Morphology of CDC28 gene replacements. A: ~18 hrs after galactose induction. cdc28-STOP mutant microcolonies contain ~4–10 large round cells; cdc28-rsc1 cells contain an apparently larger number of extremely hyper-polarized cells. B. 3 days incubation. Both cdc28 mutant replacements are completely inviable: compare microcolony size of a wild-type replacement (top) to the mutants (below). Limited proliferation and/or hyperpolarized bud growth continues for longer in the cdc28-rsc1 microcolonies than the cdc28-STOP microcolonies.
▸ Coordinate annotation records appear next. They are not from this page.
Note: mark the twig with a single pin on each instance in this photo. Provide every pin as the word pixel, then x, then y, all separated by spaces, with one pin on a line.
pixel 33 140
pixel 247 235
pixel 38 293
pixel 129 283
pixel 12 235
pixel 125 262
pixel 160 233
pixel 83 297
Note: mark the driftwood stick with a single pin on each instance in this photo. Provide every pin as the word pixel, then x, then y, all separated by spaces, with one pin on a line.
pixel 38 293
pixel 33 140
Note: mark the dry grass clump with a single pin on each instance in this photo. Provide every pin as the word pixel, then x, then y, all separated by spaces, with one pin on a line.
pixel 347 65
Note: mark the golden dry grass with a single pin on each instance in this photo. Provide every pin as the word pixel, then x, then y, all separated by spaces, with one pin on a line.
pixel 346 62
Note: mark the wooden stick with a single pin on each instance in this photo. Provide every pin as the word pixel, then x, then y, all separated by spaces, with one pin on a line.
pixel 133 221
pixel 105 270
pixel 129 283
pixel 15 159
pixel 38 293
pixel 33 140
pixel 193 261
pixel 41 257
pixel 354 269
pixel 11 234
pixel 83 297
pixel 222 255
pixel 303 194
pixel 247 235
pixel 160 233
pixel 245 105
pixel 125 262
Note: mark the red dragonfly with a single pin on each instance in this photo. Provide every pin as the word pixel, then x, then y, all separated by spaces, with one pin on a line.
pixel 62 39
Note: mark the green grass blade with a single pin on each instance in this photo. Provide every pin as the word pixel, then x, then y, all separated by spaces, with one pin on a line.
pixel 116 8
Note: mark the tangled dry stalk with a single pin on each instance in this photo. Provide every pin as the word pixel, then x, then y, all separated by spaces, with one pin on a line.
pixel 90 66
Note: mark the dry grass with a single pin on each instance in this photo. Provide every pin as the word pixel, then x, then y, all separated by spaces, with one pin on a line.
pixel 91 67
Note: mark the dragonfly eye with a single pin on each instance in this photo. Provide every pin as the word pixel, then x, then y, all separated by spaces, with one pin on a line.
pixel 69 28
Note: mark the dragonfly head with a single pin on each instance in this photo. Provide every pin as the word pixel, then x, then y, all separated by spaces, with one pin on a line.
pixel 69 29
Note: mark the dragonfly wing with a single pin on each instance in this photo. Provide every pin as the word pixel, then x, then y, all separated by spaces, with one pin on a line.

C: cdc28-STOP microcolonies, in a wild-type or cdh1 mutant background, were microdissected away from each other and compared to wild-type cells. cdc28-STOP cells are extremely large and round; a minority of cdc28-STOP CDH1 cells are budded, and this budded proportion decreases in a cdh1 background. D: clb2 cdc28-1N synthetic lethality.

Figure 4

Analysis as in Figure 2, with CDH1-m11-delC-HOcs-URA3-CDH1 strains. The extreme hyperpolarized lethal phenotype of CDH1-m11 cells (Robbins and Cross, 2010) is recovered with about 50% efficiency. PCR analysis: top: use of an oligonucleotide priming to the right of the HO cut site shows rapid and efficient cleavage. Bottom: use of an oligonucleotide that is allele-specific to the 9^th phosphorylation site mutation (‘*’) in CDH10-m11 (Zachariae et al., 1998) combined with an oligonucleotide priming outside of the duplicated N-terminal coding sequence of CDH1-m11 demonstrates effective recombination starting at ~4 hrs of galactose induction.

Figure 5

Analysis as in Figure 2, with a CLB3db-delC- HOcs-URA3-CLB3 strain and a CLB3wt-delC- HOcs-URA3-CLB3 control. PCR: top: rapid cleavage of the HO cut site, as in Fig. 5; middle: timecourse of recombination with CLB3db-delC- HOcs-URA3-CLB3 strain, using left-hand allele-specific ‘db’ or ‘wt’ oligonucleotides (priming across the 27-nucleotide db deletion, or within the deleted sequences, respectively), and a right-hand oligonucleotide in C-terminal CLB3 coding sequence not present in the duplicated sequences. Recovery of CLB3-db recombinants started at 2 hrs of galactose incubation; bottom: viable colonies recovered from the CLB3db-delC- HOcs-URA3-CLB3 strain tested for presence of CLB3db or CLB3wt using the same oligonucleotides, demonstrating recovery of pure CLB3-wt or CLB3db colonies respectively. Typically, ~80% of plated single cells were viable, and ~70% of viable colonies contain the CLB3-db mutation. There was no evident growth disadvantage of CLB3-db colonies compared to wild-type. Further characterization of CLB3-db will be reported elsewhere.